[RFC PATCH v2 7/8] media: video: introduce object detection driver module

Tue Jan 17 16:05:24 EST 2012

On 01/04/2012 09:13 AM, Ming Lei wrote:
>>> +
>>> +int odif_open(struct file *file)
>>> +{
>>> +     struct odif_dev *dev = video_drvdata(file);
>>> +
>>> +     kref_get(&dev->ref);
>>> +     return v4l2_fh_open(file);
>>> +}
>>
>> Individual drivers may need to perform some initialization when
>> device node is opened. So I consider taking this possibility away
>> from them not a good idea.
> 
> OK, it can be handled easily by introducing new callbacks(such as.
> .open_detect and .close_detect for close) in struct odif_ops.

Certainly, we can introduce plenty of new callbacks, another levels of 
indirection that would just obfuscate things. It should rather be done 
like v4l2-mem2mem does, where file operation handlers are implemented 
by each driver and from their open()/close() handlers relevant init
and release functions are called (v4l2_m2m_init/v4l2_m2m_release).
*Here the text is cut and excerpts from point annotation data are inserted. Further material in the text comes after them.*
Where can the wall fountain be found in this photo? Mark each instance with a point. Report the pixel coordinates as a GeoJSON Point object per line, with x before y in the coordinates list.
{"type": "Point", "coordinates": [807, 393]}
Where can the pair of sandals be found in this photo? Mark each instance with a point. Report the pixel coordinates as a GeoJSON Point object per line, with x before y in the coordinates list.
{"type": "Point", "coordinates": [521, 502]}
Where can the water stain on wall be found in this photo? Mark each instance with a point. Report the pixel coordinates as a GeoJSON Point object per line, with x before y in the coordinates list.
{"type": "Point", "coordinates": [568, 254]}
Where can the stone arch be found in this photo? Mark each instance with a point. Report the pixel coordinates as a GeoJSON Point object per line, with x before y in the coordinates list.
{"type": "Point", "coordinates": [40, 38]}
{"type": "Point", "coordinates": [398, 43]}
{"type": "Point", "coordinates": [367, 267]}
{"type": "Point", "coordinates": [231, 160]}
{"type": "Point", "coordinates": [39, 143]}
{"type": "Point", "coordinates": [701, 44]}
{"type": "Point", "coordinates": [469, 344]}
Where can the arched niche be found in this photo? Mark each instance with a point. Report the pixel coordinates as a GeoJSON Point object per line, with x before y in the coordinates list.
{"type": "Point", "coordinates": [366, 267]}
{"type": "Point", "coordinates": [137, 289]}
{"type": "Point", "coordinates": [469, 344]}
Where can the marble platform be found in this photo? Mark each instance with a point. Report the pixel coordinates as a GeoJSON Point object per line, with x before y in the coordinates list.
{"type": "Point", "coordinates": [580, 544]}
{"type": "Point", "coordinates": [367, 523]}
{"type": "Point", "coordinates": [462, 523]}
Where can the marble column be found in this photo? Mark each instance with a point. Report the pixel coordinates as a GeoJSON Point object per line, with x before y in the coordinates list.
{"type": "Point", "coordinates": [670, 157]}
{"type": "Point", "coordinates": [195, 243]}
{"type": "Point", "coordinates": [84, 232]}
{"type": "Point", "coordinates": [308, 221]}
I think we can always change the kernel interfaces once there is more 
devices like OMAP4 FDIF. It may look easy for you when you refer to 
just one hardware implementation with your theoretically generic module. 
Or have you referred to other devices than OMAP4 FDIF when designing it ?

>>> +static int vidioc_g_od_result(struct file *file, void *priv,
>>> +                                     struct v4l2_od_result *f)
>>> +{
>>> +     struct odif_dev *dev = video_drvdata(file);
>>> +     unsigned long flags;
>>> +     struct v4l2_odif_result *tmp;
>>> +     struct v4l2_odif_result *fr = NULL;
>>> +     unsigned int cnt = 0;
>>> +     int ret = -EINVAL;
>>> +
>>> +     spin_lock_irqsave(&dev->lock, flags);
>>> +     list_for_each_entry(tmp,&dev->odif_dq.complete, list)
>>> +             if (tmp->frm_seq == f->frm_seq) {
>>> +                     fr = tmp;
>>> +                     list_del(&tmp->list);
>>> +                     break;
>>> +             }
>>> +     spin_unlock_irqrestore(&dev->lock, flags);
>>> +
>>> +     if (fr) {
>>> +             ret = 0;
>>> +             cnt = min(f->obj_cnt, fr->obj_cnt);
>>> +             if (cnt)
>>> +                     memcpy(f->od, fr->objs,
>>> +                             sizeof(struct v4l2_od_object) * cnt);
>>> +             f->obj_cnt = cnt;
>>> +
>>> +             free_result(fr);
>>
>> Some drivers may be designed so they do not discard the result data
>> automatically once it is read by user application. AFAICS this module
>> doesn't allow such behaviour.
>>
>> For instance, it might be required to discard the oldest results data
>> when the ring buffer gets filled in.
> 
> Looks like no any benefit about keeping the old result data, could you
> give some use cases which require the old results need to be kept for
> some time?

Consider scenario where one thread writes image data and multiple threads
read the FD results. Having all data discarded on first read only one 
thread could get the data. This is not what we want in a standard API.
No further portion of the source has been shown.